Tag Archives: zoning

Cut bus routes

This morning I read about St. Louis cutting bus routes. I feel for these folks. Around here, the situation is similar, with bus routes cut almost every year, with the city council deciding to spend money on more important things, like multi-million dollar hotels for folks who never show up.

But I have to wonder whether this is yet another case of complaining about the wrong problem. Why is it a 45 minute bus ride to the nearest gym? It seems like our addiction to cars has led to a situation where there are no neighborhood businesses, and we have to drive, or ride, miles and miles to get to things that, once, would have been in walking distance. Every time I visit Europe, I’m reminded of how dysfunctional our neighborhoods are in the USA, and how broken our zoning system is.

I hope that out of situations like this, the result is more neighborhood businesses, rather than folks protesting and demanding that they are somehow entitled to be ferried to businesses in other neighborhoods.

Along that same line, last night we ate at 7 Leguas, which, although we didn’t walk to it, we *could* have chosen to walk. It would have taken a while. Perhaps we need to make a more concerted effort to go to businesses that we can walk to, and choose to walk to them. I walked farther than that for dinner in Amsterdam earlier this week.

Zoning and Driving

We Americans drive too much. We drive to the grocery store. We drive to the pub. We drive to the school bus stop.

A week or two ago, I made a connection between several things that had been bothering me a lot lately, and something clicked. Should have been obvious, I suppose.

All the locally-owned businesses in Lexington are gradually going out of business and being replaced by mega-stores and national chains. Why is this? Many factors are at work, of course, but a very significant one is the zoning laws. I have to drive to the grocery store, because it’s so far away. It’s so far away because where I live is zoned residential, and it’s a long way to the nearest place that’s zoned for grocery stores. And so, if I’m going to go all that way, I might as well do all my shopping in one place. So I favor the large mega-grocery store, rather than Fletcher’s Meat Market (which has gone out of business) or the produce wagon on the corner (which has moved to the corner of busier roads).

One of the things that I love so much about England, and much of Europe in general, is the tiny, privately owned stores, offering just a handful of products, and doing it really well. So I can go to the butcher and the baker and the candlestick maker, and know that they take pride in their store. And since they’re just around the corner, I can walk to them and not feel like I have to drive to Walmart where I can buy everything, and it’s all from China.

Zoning laws could, possibly, be reformed, and, indeed, it may become necessary as fuel prices continue to rise.
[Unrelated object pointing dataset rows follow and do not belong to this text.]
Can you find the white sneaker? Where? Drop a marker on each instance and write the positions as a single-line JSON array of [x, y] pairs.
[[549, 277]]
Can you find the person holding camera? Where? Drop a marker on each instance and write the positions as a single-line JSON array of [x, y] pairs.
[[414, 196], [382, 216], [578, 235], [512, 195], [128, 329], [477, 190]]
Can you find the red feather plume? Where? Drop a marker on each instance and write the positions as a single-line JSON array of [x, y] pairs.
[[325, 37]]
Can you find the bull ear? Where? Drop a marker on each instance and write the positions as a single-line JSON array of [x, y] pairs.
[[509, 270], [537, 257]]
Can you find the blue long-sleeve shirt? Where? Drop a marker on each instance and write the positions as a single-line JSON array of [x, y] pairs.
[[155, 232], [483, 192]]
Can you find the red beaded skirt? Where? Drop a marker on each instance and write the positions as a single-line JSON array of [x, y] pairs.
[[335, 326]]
But it could take generations before there there are neighborhood stores again, because we’ve just gotten into a certain way of living.

Not so long ago, folks went down to the local diner or pub, and talked to their neighbors. I don’t know any of my neighbors, except, vaguely, those with kids the same age as our kids. And even then, I can’t say I’ve ever actually talked with any of them about anything but when the kid is coming over for dinner or a sleepover, and when they’ll be back home.

So, there you go. Now that I have something to blame it on, it’s all better. That’s what life is about – blame and recriminations. Particularly if I can blame it on the government.